3. ¿Por qué no se pueden sustituir estos chips fácilmente?
No se trata de microprocesadores de última generación, pero sí de componentes cualificados para automoción. Sustituir un chip por otro implica reingeniería, pruebas y recertificación. Según las fuentes citadas, ese proceso puede llevar meses, no semanas. Además, aunque existan alternativas en catálogo, no siempre cumplen idénticos parámetros térmicos, de fiabilidad o de ciclo de vida. En la práctica, el “second source” no está garantizado en toda la gama y, cuando existe, la capacidad disponible está ya comprometida.
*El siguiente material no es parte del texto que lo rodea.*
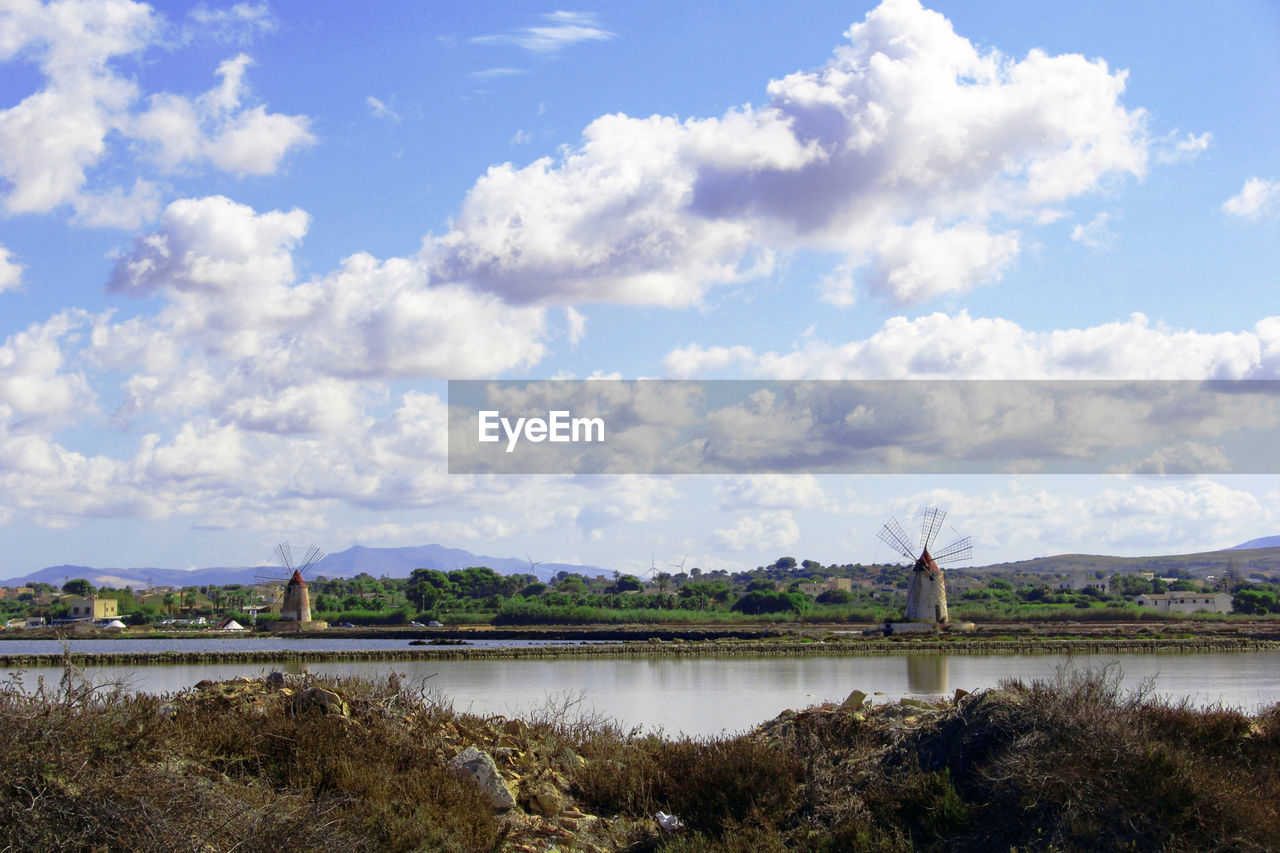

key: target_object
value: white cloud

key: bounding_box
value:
[0,0,315,228]
[564,305,586,347]
[0,246,26,293]
[471,12,613,54]
[132,54,315,174]
[663,311,1280,379]
[90,196,545,433]
[869,218,1018,302]
[425,0,1149,306]
[471,67,529,79]
[365,95,401,124]
[1222,178,1280,222]
[710,510,800,553]
[1071,213,1115,248]
[183,3,279,45]
[1156,132,1213,164]
[717,474,826,510]
[0,311,93,437]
4. El reloj corre: hay stock para solo 4-6 semanas
La Asociación Europea de Fabricantes de Automóviles (ACEA) ya ha advertido de que las existencias actuales de chips de Nexperia alcanzan para 4 a 6 semanas de producción. Pasado ese umbral, llegarían las interrupciones significativas. El temido “efecto látigo” reaparece: pedidos adelantados, sobre‑aprovisionamientos puntuales y, después, huecos de suministro. En un mercado frágil, eso se traduce en paradas intermitentes, calendarios de producción reconfigurados a última hora y presión al alza en precios de ciertos modelos y recambios.

5. ¿Qué puede hacer la industria?… ¿y qué no?
Los fabricantes aceleran planes de diversificación y homologación de segundas fuentes, pero el margen de maniobra a corto plazo es limitado por la certificación y la capacidad fabril disponible. En el frente institucional, Europa pisa el acelerador con proyectos de relocalización (por ejemplo, la fábrica de Intel en Magdeburgo) y con la European Chips Act, que busca alcanzar el 20% del mercado mundial de producción de chips en 2030. Sin embargo, ese objetivo no resuelve el cuello de botella inmediato. La coordinación regulatoria, el apoyo a test y cualificación rápida y la protección de cadenas críticas serán claves para amortiguar el golpe en los próximos meses.